ACI Better that ten guilty men go free than - - - - -16 December 2005
In legal circles it is often said that it is better that ten guilty men go free than one innocent man be convicted. This sounds a wonderful ethic, until you start to examine what it actually means. Let me pose another pious saying that few people could object to: "It should be government policy that the minimum amount of suffering takes place in the peoples that it serves. There are, it seems, two contradictory principles, with both being highly desirable.
So something has to give; which should it be? I have given the matter some thought and have come down on the side of the second principle. A few further thoughts may bring a reader towards my view.
In the times of capital punishment, the first policy was probably correct in that it was not possible to reverse a decision. But now that we have a different system, other considerations take precedence. Take some practical cases as a way to help clear the mind: Hanratty was probably not guilty of the A5 murders. The police were being harried by the press to 'get someone'. and to get the press off their back they decided to do just that. They managed to fit Hanratty to the evidence and put him before the Court. If they were wrong, nobody would would miss that petty career criminal. Of course, it shouldn't have happened, but I shed no tears for the parasite that was hanged for a murder he didn't commit. But I do shed tears for some of the victims of the dregs of society. Elderly ladies that are beaten blue to provide the useless piece of humanity with his next fix.
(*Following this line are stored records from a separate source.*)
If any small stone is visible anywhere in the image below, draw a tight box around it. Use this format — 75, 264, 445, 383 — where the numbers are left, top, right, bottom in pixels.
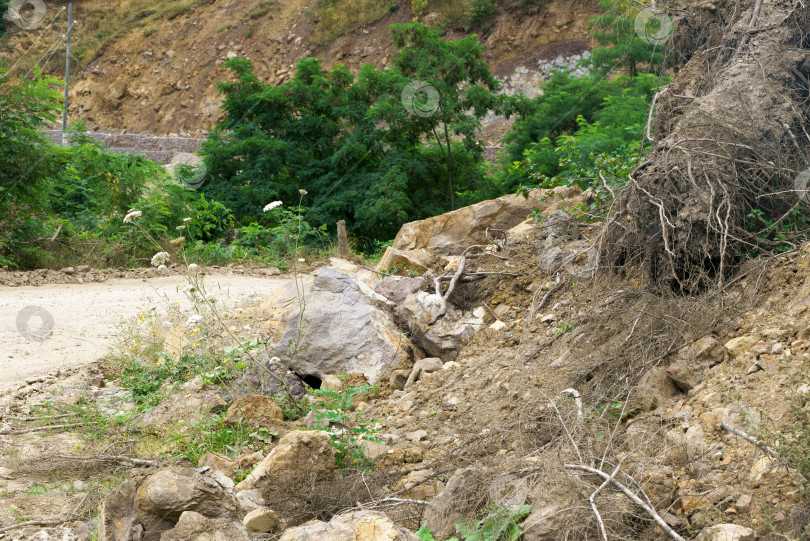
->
242, 507, 278, 535
388, 370, 411, 391
734, 494, 753, 513
211, 470, 235, 492
236, 488, 264, 513
489, 319, 507, 331
695, 524, 756, 541
321, 374, 343, 391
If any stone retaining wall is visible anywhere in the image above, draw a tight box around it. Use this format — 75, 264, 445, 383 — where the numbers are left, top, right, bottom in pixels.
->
48, 130, 205, 163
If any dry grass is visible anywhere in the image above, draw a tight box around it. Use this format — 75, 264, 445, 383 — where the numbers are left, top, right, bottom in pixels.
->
313, 0, 396, 42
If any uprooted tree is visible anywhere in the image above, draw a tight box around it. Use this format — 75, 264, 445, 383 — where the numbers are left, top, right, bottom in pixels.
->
599, 0, 810, 293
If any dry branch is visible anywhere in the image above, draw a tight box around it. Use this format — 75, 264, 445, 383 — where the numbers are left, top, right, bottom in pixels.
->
0, 517, 64, 533
11, 422, 98, 436
55, 455, 158, 468
565, 464, 686, 541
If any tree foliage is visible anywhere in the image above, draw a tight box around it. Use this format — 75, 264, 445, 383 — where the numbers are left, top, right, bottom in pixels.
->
203, 23, 517, 238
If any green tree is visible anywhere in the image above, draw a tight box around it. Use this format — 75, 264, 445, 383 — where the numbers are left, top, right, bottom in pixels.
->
0, 67, 61, 266
203, 23, 519, 239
The press might give a picture of the victim to help sell the newspaper, but within a day or so she will be forgotten as she fades into oblivion and an early death. All the news will be about the perpetrator and his trial with the 'do-good brigade doing their best to get the thug released because "he fell into bad company"
I really do believe that the police do their best, but if one looks at the difficulties of identifying and proving that a certain individual was responsible for the suffering of the unfortunate victim, you can see how hard their job is. When in Court the accused is allowed to lie his head off to try and persuade the jury that he was not the responsible character. (There are no penalties for lying in Court if you are the accused, unless you choose to go into the Witness Box. I think that should be made mandatory for the accused.)
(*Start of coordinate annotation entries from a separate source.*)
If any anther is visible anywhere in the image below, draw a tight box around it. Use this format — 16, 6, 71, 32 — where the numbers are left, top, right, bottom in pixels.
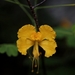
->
35, 65, 37, 67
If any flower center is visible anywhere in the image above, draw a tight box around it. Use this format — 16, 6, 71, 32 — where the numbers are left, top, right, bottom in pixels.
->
31, 32, 41, 41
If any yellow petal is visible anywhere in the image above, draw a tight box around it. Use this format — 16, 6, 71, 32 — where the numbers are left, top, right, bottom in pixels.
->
39, 25, 56, 39
18, 24, 35, 39
39, 40, 57, 57
17, 39, 34, 55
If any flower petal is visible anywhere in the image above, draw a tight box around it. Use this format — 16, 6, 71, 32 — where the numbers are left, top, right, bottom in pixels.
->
18, 24, 35, 39
17, 39, 34, 55
39, 25, 56, 40
39, 40, 57, 57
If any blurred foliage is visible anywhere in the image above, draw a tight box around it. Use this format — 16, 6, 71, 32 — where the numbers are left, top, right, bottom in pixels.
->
55, 25, 75, 48
0, 0, 75, 75
0, 44, 18, 56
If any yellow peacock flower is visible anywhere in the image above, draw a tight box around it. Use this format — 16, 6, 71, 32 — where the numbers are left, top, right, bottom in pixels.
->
17, 24, 57, 72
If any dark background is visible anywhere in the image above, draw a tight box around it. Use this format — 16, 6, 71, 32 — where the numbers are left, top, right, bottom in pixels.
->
0, 0, 75, 75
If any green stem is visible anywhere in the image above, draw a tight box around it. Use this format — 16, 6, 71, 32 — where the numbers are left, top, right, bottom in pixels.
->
35, 4, 75, 10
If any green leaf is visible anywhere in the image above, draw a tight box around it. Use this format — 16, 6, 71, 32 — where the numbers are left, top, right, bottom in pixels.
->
66, 35, 75, 47
54, 27, 72, 39
0, 44, 18, 56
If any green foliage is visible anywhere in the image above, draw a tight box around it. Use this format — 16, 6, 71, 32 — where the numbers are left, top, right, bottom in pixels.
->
0, 44, 18, 56
55, 25, 75, 48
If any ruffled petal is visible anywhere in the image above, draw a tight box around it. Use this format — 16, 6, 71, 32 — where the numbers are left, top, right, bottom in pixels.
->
39, 25, 56, 40
17, 24, 35, 39
39, 40, 57, 57
17, 39, 34, 55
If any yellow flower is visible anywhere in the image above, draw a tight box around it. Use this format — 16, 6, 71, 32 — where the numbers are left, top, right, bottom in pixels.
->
17, 24, 57, 72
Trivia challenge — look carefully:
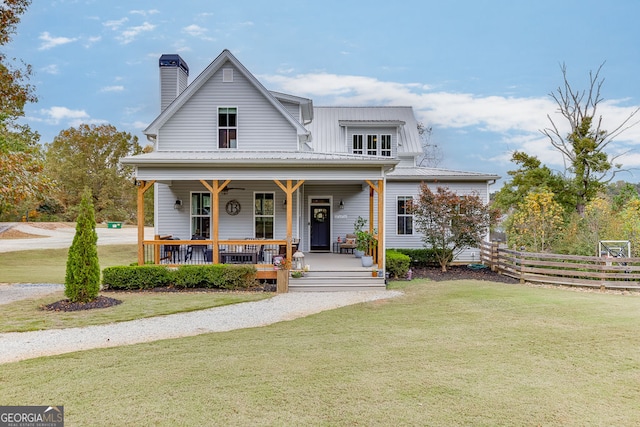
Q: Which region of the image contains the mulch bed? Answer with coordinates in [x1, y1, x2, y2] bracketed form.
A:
[40, 295, 122, 311]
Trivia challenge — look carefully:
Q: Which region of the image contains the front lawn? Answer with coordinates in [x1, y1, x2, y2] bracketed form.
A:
[0, 280, 640, 426]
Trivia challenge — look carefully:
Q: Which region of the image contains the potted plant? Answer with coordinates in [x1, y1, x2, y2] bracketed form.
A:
[353, 216, 378, 267]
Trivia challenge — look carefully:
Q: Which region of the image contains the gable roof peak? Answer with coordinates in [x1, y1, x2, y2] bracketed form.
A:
[143, 49, 311, 141]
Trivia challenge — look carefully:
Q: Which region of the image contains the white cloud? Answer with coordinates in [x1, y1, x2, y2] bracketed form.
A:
[41, 64, 60, 75]
[259, 73, 640, 170]
[131, 121, 149, 130]
[40, 106, 89, 125]
[118, 22, 156, 44]
[182, 24, 207, 37]
[129, 9, 160, 17]
[100, 85, 124, 92]
[102, 17, 129, 31]
[38, 31, 78, 50]
[182, 24, 215, 41]
[83, 36, 102, 48]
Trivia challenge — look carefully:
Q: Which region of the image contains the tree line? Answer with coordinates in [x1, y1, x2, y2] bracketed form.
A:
[0, 0, 153, 222]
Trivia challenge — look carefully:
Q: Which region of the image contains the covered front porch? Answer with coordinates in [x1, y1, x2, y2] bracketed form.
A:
[124, 152, 397, 290]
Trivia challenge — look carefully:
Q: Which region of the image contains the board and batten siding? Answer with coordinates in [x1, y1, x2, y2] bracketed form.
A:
[157, 63, 298, 151]
[385, 181, 489, 262]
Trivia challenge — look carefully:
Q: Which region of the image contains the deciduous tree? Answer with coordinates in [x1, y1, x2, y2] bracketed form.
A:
[541, 64, 640, 215]
[410, 183, 497, 271]
[46, 124, 141, 221]
[0, 0, 51, 214]
[506, 190, 563, 252]
[494, 151, 575, 216]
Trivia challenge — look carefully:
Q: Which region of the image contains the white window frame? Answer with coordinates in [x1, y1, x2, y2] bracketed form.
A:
[351, 133, 364, 154]
[216, 106, 238, 150]
[367, 133, 378, 156]
[380, 133, 392, 157]
[395, 196, 415, 236]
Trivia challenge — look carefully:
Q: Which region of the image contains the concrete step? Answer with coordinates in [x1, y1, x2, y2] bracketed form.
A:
[289, 271, 386, 292]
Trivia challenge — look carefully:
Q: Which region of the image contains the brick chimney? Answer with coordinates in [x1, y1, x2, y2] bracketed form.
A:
[160, 54, 189, 112]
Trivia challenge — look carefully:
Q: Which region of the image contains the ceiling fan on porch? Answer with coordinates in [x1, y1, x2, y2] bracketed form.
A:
[222, 187, 245, 194]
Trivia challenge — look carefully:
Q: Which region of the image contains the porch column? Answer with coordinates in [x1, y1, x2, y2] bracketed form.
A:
[200, 179, 231, 264]
[367, 179, 384, 268]
[273, 179, 304, 261]
[136, 180, 155, 265]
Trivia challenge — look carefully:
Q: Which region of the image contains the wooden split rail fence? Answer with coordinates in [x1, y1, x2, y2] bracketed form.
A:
[480, 242, 640, 290]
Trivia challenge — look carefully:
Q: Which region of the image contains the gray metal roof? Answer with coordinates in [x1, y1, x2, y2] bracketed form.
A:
[306, 106, 422, 156]
[387, 167, 500, 181]
[121, 150, 398, 167]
Hard proof is difficult. Absolute proof is impossible. There must always be a shred of doubt no matter how much evidence is presented. So the finding of "beyond reasonable doubt" is the criterion. But I believe that the present Court Rules lean a little too heavily in favour of the accused, and I agree with one thing the Blaire bunnies have done is to allow evidence of some past convictions to be given to the jury. Of course, it is highly undesirable for an "innocent" person to be convicted, but in a large number of cases, the accused is not innocent, he is just not guilty of the specific offence against which he was charged. The police "round up the usual suspects" in the firm knowledge that one of them is the party they are looking for. Occasionally they get it wrong, we all make mistakes.
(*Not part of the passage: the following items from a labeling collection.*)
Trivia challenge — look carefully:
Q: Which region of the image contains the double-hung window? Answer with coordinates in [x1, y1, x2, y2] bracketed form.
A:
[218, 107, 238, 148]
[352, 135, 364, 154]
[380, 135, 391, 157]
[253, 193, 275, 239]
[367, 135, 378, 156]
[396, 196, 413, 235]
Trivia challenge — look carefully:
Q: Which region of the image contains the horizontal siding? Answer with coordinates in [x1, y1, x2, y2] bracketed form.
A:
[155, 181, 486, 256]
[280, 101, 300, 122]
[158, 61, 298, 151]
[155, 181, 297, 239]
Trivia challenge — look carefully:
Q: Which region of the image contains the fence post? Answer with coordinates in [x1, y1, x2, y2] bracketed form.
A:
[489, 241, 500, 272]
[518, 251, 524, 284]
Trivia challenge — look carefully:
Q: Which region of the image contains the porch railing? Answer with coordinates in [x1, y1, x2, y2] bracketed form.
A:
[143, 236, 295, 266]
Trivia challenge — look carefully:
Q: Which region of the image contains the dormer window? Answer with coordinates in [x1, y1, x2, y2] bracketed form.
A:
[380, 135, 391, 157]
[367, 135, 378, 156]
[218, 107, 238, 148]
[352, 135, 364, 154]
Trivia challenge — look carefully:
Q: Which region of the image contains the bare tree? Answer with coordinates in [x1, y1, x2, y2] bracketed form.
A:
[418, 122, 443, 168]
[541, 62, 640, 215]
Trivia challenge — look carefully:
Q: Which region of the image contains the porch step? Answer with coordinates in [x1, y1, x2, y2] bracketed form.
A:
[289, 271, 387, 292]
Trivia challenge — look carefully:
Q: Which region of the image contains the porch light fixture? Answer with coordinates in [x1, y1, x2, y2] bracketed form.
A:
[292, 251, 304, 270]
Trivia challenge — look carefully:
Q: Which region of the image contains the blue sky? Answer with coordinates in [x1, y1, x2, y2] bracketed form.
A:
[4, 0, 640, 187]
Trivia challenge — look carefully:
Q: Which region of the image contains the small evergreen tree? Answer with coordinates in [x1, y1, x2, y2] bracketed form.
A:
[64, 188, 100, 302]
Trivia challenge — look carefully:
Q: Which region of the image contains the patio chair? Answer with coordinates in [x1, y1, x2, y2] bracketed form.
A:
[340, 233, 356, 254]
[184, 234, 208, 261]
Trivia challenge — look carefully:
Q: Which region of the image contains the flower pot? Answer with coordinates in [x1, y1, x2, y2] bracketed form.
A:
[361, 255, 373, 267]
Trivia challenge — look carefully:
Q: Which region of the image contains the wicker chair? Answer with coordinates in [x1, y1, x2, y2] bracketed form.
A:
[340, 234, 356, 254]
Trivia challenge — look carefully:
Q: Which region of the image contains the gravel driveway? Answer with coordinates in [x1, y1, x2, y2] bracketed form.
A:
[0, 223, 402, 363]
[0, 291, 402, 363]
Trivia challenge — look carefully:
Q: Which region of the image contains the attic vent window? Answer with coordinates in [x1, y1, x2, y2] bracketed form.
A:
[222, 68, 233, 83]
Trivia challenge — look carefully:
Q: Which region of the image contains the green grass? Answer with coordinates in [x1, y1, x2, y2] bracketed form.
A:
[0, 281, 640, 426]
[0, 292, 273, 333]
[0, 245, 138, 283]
My argument is that IF the occasional person is jailed for a crime he did not commit, and that picks up a lot of the thugs that terrorise the population, this is a price worth paying. In the few known cases where so-called criminals have been jailed for crimes that they did not commit, they have had recompense at a later date. The injury to a falsely-jailed person is much less than the injury to the victim of the crime. Not until medical science allows interrogators to read the mind of accused persons, will near-perfection be obtained. I just think that the pendulum has swung a bit too far in the wrong direction.
I know I would be very unhappy if I were jailed for a crime I did not commit, but if I were honest I would have to accept that this situation is preferable to the initial principle I outlined above. Jail these days often seems to be so un-penal that it is becoming a sick joke. I knew an ex-screw who worked in Lincoln prison twenty years ago. His assessment of prison life was that "they were better off that I was at Butlins. The only real discipline was imposed on the screws themselves."